生徒会メンバーから卒業するのは、サミエルさんとローズリーさんだった。ナダルさんが会長になるかと思ったが、ここでも身分差があるらしく、エリオンが会長になった。
和やかに進むパーティー。
ルイーゼがいないだけでサラとリリアンは見る影がないくらい存在感が薄い。これは、本当に不思議なんだけど、ルイーゼの悪役令嬢がいなくなった後、すぐに似たような扇子を口元に当てて、廊下を取り巻きを連れて歩く令嬢がいたことだ。それが、サミエル会長の妹、カレンさんそして従姉妹のコルンさんも取り巻きのように行動するようになった。いつもそんな感じだったのか、ルイーゼが、強烈過ぎて目立たなかったのかわからない。

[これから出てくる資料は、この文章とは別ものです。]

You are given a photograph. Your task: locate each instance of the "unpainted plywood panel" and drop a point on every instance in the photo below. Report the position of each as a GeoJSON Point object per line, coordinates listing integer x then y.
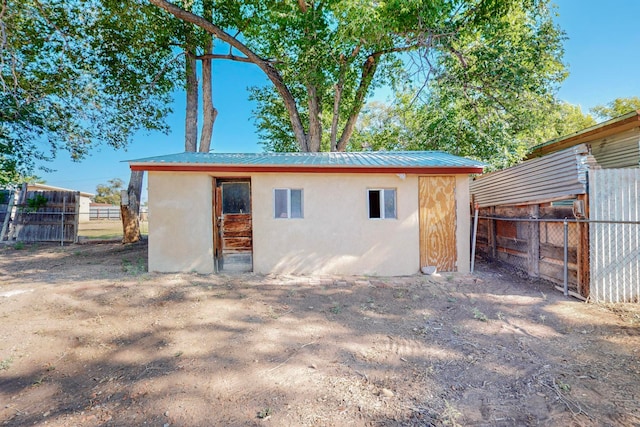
{"type": "Point", "coordinates": [438, 222]}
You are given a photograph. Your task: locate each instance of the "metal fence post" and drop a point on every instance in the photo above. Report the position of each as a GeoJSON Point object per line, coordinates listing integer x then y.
{"type": "Point", "coordinates": [566, 258]}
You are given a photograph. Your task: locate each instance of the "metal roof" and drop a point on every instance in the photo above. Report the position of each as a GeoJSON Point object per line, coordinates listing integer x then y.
{"type": "Point", "coordinates": [601, 130]}
{"type": "Point", "coordinates": [374, 159]}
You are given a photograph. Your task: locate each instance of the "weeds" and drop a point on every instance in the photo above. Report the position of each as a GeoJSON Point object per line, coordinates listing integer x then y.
{"type": "Point", "coordinates": [566, 388]}
{"type": "Point", "coordinates": [265, 413]}
{"type": "Point", "coordinates": [478, 315]}
{"type": "Point", "coordinates": [134, 270]}
{"type": "Point", "coordinates": [336, 308]}
{"type": "Point", "coordinates": [6, 363]}
{"type": "Point", "coordinates": [450, 415]}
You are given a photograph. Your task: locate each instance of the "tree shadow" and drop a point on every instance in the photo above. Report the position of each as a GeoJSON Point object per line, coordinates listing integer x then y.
{"type": "Point", "coordinates": [293, 350]}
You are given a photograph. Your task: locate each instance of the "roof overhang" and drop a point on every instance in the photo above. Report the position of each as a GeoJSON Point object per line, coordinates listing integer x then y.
{"type": "Point", "coordinates": [602, 130]}
{"type": "Point", "coordinates": [209, 168]}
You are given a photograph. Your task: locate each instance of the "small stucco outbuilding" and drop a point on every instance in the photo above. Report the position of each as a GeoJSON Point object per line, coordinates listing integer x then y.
{"type": "Point", "coordinates": [376, 213]}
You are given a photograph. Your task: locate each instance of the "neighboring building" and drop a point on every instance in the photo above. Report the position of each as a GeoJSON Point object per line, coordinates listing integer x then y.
{"type": "Point", "coordinates": [376, 213]}
{"type": "Point", "coordinates": [592, 175]}
{"type": "Point", "coordinates": [85, 198]}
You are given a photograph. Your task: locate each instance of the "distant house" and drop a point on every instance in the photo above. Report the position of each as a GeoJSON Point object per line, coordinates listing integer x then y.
{"type": "Point", "coordinates": [592, 175]}
{"type": "Point", "coordinates": [85, 198]}
{"type": "Point", "coordinates": [378, 213]}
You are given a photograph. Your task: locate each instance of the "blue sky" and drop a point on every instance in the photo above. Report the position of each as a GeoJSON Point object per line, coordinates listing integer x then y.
{"type": "Point", "coordinates": [602, 54]}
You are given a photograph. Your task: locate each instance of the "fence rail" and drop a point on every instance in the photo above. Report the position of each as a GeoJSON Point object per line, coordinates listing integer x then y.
{"type": "Point", "coordinates": [104, 213]}
{"type": "Point", "coordinates": [567, 252]}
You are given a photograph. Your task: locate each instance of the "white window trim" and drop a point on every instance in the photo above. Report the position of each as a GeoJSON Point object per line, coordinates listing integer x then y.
{"type": "Point", "coordinates": [288, 190]}
{"type": "Point", "coordinates": [382, 205]}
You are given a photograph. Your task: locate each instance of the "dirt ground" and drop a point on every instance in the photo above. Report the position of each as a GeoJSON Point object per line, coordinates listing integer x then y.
{"type": "Point", "coordinates": [89, 338]}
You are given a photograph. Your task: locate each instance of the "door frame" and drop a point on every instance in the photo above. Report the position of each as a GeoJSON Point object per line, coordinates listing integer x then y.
{"type": "Point", "coordinates": [217, 216]}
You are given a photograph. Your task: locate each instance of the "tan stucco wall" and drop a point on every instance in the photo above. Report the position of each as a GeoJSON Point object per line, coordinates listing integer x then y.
{"type": "Point", "coordinates": [334, 237]}
{"type": "Point", "coordinates": [180, 223]}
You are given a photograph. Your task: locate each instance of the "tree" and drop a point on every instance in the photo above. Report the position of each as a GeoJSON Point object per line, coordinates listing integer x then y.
{"type": "Point", "coordinates": [616, 108]}
{"type": "Point", "coordinates": [324, 58]}
{"type": "Point", "coordinates": [60, 93]}
{"type": "Point", "coordinates": [408, 124]}
{"type": "Point", "coordinates": [110, 192]}
{"type": "Point", "coordinates": [131, 27]}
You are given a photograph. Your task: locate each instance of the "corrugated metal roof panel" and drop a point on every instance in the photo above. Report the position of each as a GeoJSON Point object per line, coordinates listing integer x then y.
{"type": "Point", "coordinates": [563, 173]}
{"type": "Point", "coordinates": [351, 159]}
{"type": "Point", "coordinates": [618, 151]}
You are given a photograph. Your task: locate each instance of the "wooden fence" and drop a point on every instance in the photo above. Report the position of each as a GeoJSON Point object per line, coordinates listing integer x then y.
{"type": "Point", "coordinates": [45, 216]}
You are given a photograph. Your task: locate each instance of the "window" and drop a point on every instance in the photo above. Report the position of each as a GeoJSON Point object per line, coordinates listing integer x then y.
{"type": "Point", "coordinates": [382, 203]}
{"type": "Point", "coordinates": [287, 203]}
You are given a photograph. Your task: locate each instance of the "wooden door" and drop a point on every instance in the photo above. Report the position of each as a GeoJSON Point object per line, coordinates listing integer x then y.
{"type": "Point", "coordinates": [438, 222]}
{"type": "Point", "coordinates": [234, 243]}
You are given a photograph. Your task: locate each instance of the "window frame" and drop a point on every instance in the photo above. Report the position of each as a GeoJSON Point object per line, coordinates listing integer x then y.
{"type": "Point", "coordinates": [289, 204]}
{"type": "Point", "coordinates": [382, 198]}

でも、確かにルイーゼの高笑いや高圧的態度や言動は、廊下や食堂で争いが起きていた。
その相手だったのかな。
学園に大きな派閥を作っていた。カレン・バミューダ侯爵令嬢、真っ直ぐ伸びた金髪にきつめの顔立ち、卒業パーティーでは、卒業生より目立つ赤色のドレスを身に纏っていた。
何故こんな派手な人、注目されてなかったのかしら?
そして、何故かこの令嬢、マリーゴールドさんに突っかかっていた。不思議な光景だ。
私の知らないうちに数々の争いが起きていたことをクラスメートに聞いた。ローズリーさんの所に逢いに行ったりしていたから知らなかったけど、予告書のあれやこれは、カレンさんに不幸が降りかかったそうだ。
一番は、マリーさんが売っていた胡桃と栗のクッキー、今、あれはブームだ。王都にも何店舗もある。

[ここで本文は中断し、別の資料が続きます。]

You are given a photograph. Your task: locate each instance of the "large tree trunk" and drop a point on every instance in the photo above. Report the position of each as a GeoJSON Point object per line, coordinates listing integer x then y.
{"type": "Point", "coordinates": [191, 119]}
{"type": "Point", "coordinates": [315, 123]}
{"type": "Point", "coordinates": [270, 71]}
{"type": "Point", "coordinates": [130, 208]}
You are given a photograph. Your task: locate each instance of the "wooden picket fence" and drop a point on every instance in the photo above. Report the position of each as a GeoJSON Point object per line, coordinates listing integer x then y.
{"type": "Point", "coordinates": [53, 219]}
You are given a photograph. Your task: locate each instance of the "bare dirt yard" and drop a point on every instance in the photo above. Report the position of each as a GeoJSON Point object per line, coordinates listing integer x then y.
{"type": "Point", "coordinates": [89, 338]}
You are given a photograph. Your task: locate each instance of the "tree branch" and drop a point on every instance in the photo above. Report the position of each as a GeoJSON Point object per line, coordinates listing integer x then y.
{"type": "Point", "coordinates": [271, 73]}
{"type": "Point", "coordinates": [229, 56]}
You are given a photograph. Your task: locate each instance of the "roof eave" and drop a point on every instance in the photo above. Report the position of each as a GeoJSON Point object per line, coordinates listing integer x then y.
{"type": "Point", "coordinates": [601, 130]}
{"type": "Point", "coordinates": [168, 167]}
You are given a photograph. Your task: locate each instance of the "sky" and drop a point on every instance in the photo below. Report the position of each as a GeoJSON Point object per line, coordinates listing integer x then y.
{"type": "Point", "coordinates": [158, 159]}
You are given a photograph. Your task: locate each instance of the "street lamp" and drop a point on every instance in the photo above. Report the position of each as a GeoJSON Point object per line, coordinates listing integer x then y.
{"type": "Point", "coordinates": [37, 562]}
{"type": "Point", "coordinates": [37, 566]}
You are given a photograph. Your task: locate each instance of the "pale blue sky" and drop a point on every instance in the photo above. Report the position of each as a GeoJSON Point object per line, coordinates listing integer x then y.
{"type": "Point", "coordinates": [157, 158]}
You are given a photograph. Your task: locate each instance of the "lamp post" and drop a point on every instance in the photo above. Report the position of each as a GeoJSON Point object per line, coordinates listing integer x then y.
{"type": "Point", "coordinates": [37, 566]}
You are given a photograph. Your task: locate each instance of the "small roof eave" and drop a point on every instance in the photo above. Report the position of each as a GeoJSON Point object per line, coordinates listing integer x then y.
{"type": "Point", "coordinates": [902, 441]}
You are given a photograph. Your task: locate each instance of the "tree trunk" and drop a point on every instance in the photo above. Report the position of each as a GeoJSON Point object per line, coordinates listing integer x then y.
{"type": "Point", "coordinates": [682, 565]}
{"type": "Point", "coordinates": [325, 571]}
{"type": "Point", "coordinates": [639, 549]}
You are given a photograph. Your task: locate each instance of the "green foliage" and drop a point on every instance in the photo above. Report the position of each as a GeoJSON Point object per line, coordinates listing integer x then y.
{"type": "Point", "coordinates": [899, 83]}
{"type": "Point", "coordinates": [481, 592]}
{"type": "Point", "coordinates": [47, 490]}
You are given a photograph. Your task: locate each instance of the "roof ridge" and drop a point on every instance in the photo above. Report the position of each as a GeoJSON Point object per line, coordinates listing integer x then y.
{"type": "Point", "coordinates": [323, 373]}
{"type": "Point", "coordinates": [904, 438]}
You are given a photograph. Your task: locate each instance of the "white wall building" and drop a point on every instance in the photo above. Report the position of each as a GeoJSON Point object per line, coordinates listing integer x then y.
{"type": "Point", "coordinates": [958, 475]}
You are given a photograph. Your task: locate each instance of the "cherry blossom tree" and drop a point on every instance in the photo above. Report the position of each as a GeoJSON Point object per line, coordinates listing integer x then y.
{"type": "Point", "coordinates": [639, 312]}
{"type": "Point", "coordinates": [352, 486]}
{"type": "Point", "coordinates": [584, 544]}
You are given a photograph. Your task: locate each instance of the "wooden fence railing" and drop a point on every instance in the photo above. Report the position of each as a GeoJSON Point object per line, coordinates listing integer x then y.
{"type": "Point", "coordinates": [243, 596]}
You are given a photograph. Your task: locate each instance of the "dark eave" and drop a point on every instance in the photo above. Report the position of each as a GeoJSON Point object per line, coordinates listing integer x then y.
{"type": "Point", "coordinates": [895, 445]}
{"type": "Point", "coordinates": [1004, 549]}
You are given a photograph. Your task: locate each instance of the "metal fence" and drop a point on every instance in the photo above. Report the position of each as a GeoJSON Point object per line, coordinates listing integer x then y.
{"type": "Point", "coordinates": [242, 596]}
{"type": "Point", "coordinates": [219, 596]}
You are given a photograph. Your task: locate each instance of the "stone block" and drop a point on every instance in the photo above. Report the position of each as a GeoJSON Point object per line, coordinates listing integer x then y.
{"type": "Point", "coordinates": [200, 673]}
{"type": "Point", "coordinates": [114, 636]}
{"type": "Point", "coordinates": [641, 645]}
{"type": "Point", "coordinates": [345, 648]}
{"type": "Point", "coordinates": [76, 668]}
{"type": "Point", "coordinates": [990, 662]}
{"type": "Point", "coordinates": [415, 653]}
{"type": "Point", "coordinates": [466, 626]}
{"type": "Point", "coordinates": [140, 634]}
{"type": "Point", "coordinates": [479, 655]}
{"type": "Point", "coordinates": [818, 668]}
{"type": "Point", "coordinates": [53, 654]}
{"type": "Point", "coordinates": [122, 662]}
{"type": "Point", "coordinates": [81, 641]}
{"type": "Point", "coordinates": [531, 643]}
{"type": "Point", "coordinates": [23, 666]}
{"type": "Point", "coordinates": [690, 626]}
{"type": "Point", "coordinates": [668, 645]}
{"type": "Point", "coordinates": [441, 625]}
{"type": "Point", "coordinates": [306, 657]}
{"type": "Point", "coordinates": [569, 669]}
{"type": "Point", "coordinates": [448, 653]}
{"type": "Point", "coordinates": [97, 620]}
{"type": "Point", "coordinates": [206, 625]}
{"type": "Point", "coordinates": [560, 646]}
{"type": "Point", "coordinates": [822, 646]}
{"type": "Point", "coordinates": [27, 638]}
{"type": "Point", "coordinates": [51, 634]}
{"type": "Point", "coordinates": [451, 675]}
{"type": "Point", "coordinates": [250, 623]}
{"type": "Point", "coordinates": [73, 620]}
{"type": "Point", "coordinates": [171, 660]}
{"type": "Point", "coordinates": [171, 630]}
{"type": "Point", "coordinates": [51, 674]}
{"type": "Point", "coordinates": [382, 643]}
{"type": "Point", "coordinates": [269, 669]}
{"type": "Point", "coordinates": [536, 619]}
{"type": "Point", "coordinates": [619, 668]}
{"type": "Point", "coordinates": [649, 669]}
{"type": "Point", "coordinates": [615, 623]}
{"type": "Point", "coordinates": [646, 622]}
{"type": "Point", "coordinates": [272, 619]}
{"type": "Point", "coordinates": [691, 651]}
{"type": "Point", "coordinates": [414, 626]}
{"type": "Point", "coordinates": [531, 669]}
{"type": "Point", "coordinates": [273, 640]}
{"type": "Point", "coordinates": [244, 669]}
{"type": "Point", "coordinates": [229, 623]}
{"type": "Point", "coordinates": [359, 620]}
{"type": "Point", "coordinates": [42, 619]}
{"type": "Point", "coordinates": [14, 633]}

私が買ったすぐ後に、カレンさん達がきて、イチャモンをつけたと聞いた。
「平民上がりの成金が学園の権力を利用して売り込むなんて、汚い子」
と言って、文化祭の屋台を壊してしまった。その後、赤茶髪のゼノンさんが来て、追い払いワゴンでクッキーを売ったところ、来賓に来ていた貴族が買って口コミで広がったらしい。

クラスメートから聞いて、そこからの因縁で事あるごとにぶつかっている。ゼノンさん絡みなのでは?とさすが恋話大好き令嬢達が噂をしている。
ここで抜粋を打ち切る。